That’s what our aspiring senator but still, to his intense frustration, Attorney General Richard Blumenthal says he is investigating. In fact, he’s poking around GB&T’s parent, Westport National Bank, but same thing; all are owned, mostly, by Greenwich’s William Berkley, he with the huge spread up on Doubling Road and the insurance building on the corner of Steamboat Road.
NEW YORK, April 6 (Reuters) – The Connecticut Attorney General said on Tuesday he was looking into whether Westport National Bank and a Connecticut pension consultant aided and abetted Bernard Madoff in his $65 billion Ponzi scheme.
Connecticut Attorney General Richard Blumenthal said in a statement that his office and the Connecticut Department of Banking have been conducting “a wide-ranging investigation” into federally chartered Westport National Bank, pension consultant PSCC Services Inc and its owner Robert Silverman.
“Our investigation is focused on allegations that Westport National Bank, PSCC and Mr. Silverman operated investment funds that fed cash into Madoff’s massive fraud, skimming millions of dollars in fees for themselves,” Blumenthal said in the statement.
“I expect to make a decision soon regarding possible legal action.” Legal action could be aimed at recovering money for investors as well as fees.
Madoff is serving a 150-year prison sentence after pleading guilty to running the Ponzi scheme in which scores of investors were defrauded.
Connecticut Governor Jodi Rell said in a statement on Tuesday that the probe suggested that clients of the bank had invested some $59 million with Madoff, but received statements from the bank showing that they had invested in “shares” or “units” with specific market values.

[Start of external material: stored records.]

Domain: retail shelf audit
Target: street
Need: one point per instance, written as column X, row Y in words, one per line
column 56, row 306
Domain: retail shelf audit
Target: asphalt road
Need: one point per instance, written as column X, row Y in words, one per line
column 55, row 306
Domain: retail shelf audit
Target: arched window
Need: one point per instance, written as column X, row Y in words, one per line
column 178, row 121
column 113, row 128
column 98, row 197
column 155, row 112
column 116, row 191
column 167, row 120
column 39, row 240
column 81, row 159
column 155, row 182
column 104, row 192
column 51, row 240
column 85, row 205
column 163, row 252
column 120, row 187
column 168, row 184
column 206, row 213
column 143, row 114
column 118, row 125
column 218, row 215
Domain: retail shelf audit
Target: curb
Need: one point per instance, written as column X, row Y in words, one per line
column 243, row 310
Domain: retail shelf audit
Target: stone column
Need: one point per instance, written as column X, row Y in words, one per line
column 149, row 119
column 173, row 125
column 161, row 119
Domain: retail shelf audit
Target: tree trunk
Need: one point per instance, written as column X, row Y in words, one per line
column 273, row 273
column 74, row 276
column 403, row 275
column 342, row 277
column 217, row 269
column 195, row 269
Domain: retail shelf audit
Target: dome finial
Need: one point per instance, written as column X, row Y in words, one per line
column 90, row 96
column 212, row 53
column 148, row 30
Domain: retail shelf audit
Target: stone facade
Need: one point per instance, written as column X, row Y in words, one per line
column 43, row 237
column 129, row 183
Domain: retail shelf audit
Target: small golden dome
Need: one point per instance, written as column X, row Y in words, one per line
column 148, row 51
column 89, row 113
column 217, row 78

“The probe found information indicating that Silverman and PSCC Services allegedly steered clients toward pooled investments for which Westport National Bank served as the nominal custodian and which were to be managed exclusively by Madoff’s company,” Connecticut Department of Banking Commissioner Howard Pitkin said in a statement.
Silverman and PSCC received more than $14 million in fees and Westport National Bank got $2.5 million in fees for managing the investments, the governor’s statement said.

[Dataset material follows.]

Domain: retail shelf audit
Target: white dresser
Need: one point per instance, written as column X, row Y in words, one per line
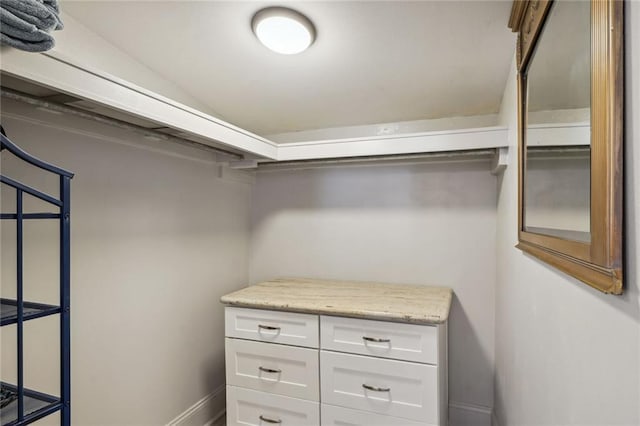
column 295, row 354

And there’s this, from the (February 9, 2009) New York Times:
The arrangement seemed odd to specialists on bank custodial services.
Custody accounts typically involve an array of specific services, explained Marshall N. Carter, the retired chairman and chief executive of State Street Bank, one of the largest custodial banks in the world. Those include settling customer trades, insuring safekeeping of the securities, servicing customer transfers and providing information about the portfolio.
In this case, no customer trades were settled and the safekeeping of securities was apparently left to Mr. Madoff. Finally, although the bank said it provided record keeping, tax reporting and “other ministerial services” to the custodial clients, Mr. Silverman was also being paid a “record keeping” fee.
Together, the fees paid to the bank and PSCC Services were almost 4 percent of the customers’ assets — well above normal levels for those services, according to Charles Ruffel, founder and director of Plan Sponsor, a financial information business serving institutional investors.
The bank’s custody fee was about three times the going rate, Mr. Ruffel said, and he called the record-keeping fee paid to PSCC “unconscionable.”